Corruzione. All’ex magistrato antimafia diventato parlamentare 5 Stelle, Nordio ha esposto i suoi titoli da procuratore in Veneto nella lotta alla corruzione, soprattutto l’inchiesta sul Mose, per sostenere che non è con le pene che si combatte la corruzione: “L’intimidazione della norma penale è platonica, sull’abuso d’ufficio abbiamo statistiche allarmanti. Nel 2021 su 5.400 procedimenti ci sono state appena 9 condanne davanti al gip e 18 in dibattimento”. Il discorso è stato il preludio alla votazione della maggioranza, nel pomeriggio, dell’emendamento al “decreto rave” che ha tolto i reati contro la pubblica amministrazione dall’elenco di quelli “ostativi”, quelli cioè che impediscono l’accesso ai benefici penitenziari in caso di mancata collaborazione. Elenco nel quale li aveva spostati la legge “Spazzacorrotti” in epoca giallo-verde, quindi anche con la firma della Lega oltre a quella dell’allora ministro Bonafede. I 5 Stelle gridano, con lo stesso Conte, che così si aprono “praterie di impunità”. Mentre il Pd, che pure condivide il fatto che i reati contro la pubblica amministrazione non possano essere equivalenti a quelli di mafia e terrorismo, denuncia che siano stati tolti dagli ostativi “anche i reati contro la P.A. compiuti in associazione a delinquere”. La responsabile giustizia del partito, Anna Rossomando, dice di sperare in un ravvedimento della maggioranza in aula (da lunedì prossimo) “del resto hanno già dovuto correggersi tante volte su questo decreto”.

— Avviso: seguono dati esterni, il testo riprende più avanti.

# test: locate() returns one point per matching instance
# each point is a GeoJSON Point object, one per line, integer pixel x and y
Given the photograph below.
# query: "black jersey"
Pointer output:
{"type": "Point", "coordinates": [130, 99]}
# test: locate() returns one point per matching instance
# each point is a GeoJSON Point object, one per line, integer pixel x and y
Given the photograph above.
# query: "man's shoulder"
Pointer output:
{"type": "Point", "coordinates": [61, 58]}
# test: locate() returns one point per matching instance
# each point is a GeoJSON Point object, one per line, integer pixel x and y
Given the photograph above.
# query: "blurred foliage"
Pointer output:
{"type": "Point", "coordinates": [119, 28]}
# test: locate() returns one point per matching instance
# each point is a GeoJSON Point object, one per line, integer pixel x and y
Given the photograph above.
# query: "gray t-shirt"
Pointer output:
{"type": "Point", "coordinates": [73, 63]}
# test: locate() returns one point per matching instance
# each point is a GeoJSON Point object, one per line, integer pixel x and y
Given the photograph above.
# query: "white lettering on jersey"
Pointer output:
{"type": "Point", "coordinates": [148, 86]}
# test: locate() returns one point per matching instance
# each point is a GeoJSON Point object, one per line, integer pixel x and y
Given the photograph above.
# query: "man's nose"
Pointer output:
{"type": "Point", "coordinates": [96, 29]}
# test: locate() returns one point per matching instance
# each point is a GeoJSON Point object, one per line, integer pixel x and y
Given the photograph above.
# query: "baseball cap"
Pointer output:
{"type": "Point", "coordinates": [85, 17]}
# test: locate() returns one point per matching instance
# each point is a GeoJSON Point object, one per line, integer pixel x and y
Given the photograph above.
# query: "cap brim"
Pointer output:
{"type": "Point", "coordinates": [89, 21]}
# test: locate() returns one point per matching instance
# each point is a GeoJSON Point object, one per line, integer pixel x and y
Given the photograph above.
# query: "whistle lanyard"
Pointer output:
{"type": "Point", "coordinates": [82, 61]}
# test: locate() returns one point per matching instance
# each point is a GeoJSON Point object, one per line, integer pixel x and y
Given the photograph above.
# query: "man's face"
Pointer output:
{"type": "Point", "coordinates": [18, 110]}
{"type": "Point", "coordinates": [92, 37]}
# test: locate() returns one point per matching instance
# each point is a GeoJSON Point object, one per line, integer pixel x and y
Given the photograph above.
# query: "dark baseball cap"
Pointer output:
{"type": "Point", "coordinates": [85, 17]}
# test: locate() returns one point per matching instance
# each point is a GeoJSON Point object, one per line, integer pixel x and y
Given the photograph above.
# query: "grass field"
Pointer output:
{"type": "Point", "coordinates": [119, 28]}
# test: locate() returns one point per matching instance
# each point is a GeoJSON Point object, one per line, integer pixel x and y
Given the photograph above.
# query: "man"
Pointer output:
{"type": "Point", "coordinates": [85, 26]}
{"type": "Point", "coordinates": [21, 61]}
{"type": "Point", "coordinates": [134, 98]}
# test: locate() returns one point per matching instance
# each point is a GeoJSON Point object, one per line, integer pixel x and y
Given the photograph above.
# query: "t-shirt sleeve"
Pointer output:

Riforme costituzionali - Nordio ha rimandato a un secondo tempo le proposte di riforma radicale, spiegando che nell’immediato per “la priorità della crisi economica” si concentrerà sull’efficienza della giustizia, specialmente civile. Ma ha indicato quali sono le riforme costituzionali che avrebbe in mente: separazione delle carriere tra giudici e pm, fine dell’obbligatorietà dell’azione penale “che si è trasformata in un intollerabile arbitrio” e alta corte per togliere al Csm la competenza disciplinare sui magistrati. Csm la cui nuova composizione, si è augurato, non deve essere rinviata sine die. L’elezione dei componenti laici che doveva essere la prossima settimana, ora si sa, il parlamento l’ha fissata a metà gennaio.